At the beginning of the year, 450,000 people had signed onto the European Citizens' Initiative urging the European Union to ban the shark fin trade. The European Union is relatively behind on shark conservation. They did ban the practice of shark finning in 2013 (13 years after the United States), but they have yet to ban the trade in shark fins.
There's a persistent myth that China is the sole destination for shark fins in the world, and for a long time, that was mostly true. However, China banned the consumption of shark fin soup, a tasteless chicken- or fish-broth-based soup used to display one's wealth, at public functions years ago, and the past decade has seen shark fin consumption in China decline some 80 percent, especially among younger generations.
However, shark fin consumption has increased in other nations. Indonesia, Brazil, Australia, and Vietnam are all major players in the shark fin trade. The biggest of them all, however, is Spain, and, more broadly, the EU, which is the source of 10 to 20 percent of the trade in shark fins. Considering 63 to 273 million sharks are killed for this brutal practice every year, banning shark fins in the EU could save upwards of 6.3 to 54.6 million sharks a year.
Enter the citizen's initiative Stop Finning EU, a sort of referendum that needs to get at least a million votes in two years and meet the minimum thresholds from at least seven countries to be debated by the EU. As of today, more than 1.1 million people have signed on to this initiative, an increase of 650,000 in just three weeks.
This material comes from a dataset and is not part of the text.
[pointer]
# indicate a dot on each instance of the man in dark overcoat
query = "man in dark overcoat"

At the beginning of the year, five nations had met their thresholds; now that number is 12: Germany, France, Austria, Hungary, Spain, Portugal, the Netherlands, Malta, Belgium, Italy, Ireland, and Croatia. Several more nations, including Czechia, Luxembourg, and Denmark, could yet reach their thresholds, as they have all surpassed 75 percent of the necessary votes and the process continues until January 31st.
Either way, a powerful statement has been delivered to the EU, which is now legally required to debate a shark fin ban. It appears likely to happen: 2022 could be the year that the EU and the 27 nations that comprise it ban the shark fin trade, which would be the most devastating blow to this barbaric practice in nearly a decade.